Chris Dagdigian bioclusters@bioinformatics.org
Wed, 01 May 2002 08:07:41 -0400


Kristian,

Every LSF-based system I've had a chance to work on has had a similar 
architecture to what you describe (master node with multiple NICs 
multihomed to public/private networks etc..)

I've seen what you have described before but am fuzzy on what we did to 
get around the issue (hey its morning here). LSF is certainly sensitive 
to the order in which machines are listed in hostfiles so you may gain 
something by swaping entries around. I believe also that LSF can make 
use of a custom hosts file that you can drop into the local 
configuration directory...you may be able to create this file and list 
only the address of the interface you want the daemons to bind to.

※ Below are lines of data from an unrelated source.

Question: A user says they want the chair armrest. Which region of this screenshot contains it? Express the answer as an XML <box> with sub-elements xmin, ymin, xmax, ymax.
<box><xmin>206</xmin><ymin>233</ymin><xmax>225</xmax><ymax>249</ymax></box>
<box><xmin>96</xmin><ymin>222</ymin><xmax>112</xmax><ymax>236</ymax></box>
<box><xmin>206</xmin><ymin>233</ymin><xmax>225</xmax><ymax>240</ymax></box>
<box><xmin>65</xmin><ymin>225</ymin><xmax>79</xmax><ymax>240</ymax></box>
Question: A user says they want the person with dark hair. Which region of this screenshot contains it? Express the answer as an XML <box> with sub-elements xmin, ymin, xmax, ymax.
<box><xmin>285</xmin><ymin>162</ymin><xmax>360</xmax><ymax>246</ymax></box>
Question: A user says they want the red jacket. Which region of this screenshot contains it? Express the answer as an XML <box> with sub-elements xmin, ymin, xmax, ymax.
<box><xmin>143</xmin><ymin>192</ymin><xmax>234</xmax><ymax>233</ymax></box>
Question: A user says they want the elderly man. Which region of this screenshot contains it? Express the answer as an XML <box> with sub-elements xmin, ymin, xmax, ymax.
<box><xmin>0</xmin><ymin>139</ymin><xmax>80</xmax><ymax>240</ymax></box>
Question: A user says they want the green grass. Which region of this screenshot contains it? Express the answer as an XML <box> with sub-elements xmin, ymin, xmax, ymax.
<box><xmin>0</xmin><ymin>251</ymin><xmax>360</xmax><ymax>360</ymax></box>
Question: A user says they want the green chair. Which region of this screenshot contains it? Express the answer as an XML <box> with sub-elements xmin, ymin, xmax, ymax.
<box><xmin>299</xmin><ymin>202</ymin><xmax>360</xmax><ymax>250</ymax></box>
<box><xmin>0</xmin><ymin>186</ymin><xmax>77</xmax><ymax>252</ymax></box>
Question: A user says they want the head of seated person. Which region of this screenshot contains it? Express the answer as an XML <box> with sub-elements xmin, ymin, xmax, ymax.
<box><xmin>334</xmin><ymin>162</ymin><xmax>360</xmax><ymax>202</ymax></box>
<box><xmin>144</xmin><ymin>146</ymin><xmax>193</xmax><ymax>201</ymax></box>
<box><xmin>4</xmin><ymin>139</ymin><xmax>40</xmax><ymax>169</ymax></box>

Since I'm working now on a similar system I'll drop you an email 
off-list if I see the same issues. I already have one bug report to 
submit to platform with respect to the installer script.


-Chris



Kristian Vlahovicek wrote:

> WRT the installation, it went smoothly, no problems with glibc. However, 
> we did not manage to get the daemons to bind to a correct interface on 
> master. We migt be missing something (anyone with more experience with LSF 
> administration is welcome to suggest the solution), or could this be the 
> glibc incompatibility? OTOH, workers seem to be working quite fine...
> 
> basically, our master has 2 interfaces, eth0 (external net - public IP) 
> and eth1 (cluster net - private IP), each named differently. when doing 
> hostsetup after install, it queries the hostname on the master and gets 
> the public one and a) either it complains about host not being listed in 
> the servers list (in case we put the private iface name) or b) sets 
> everything up without complaints, but then master sees only itself and the 
> rest of the cluster see each other but not the master. (lshosts and 
> bhosts). Any ideas? As I said, we just started the eval, so there might be 
> a trivial solution to this burried somewhere in the documentation, but the 
> out-of-the-box thing does not work. Tried to see if there were any 
> switches to the lim daemon to direct it to the proper interface, but it 
> seems not...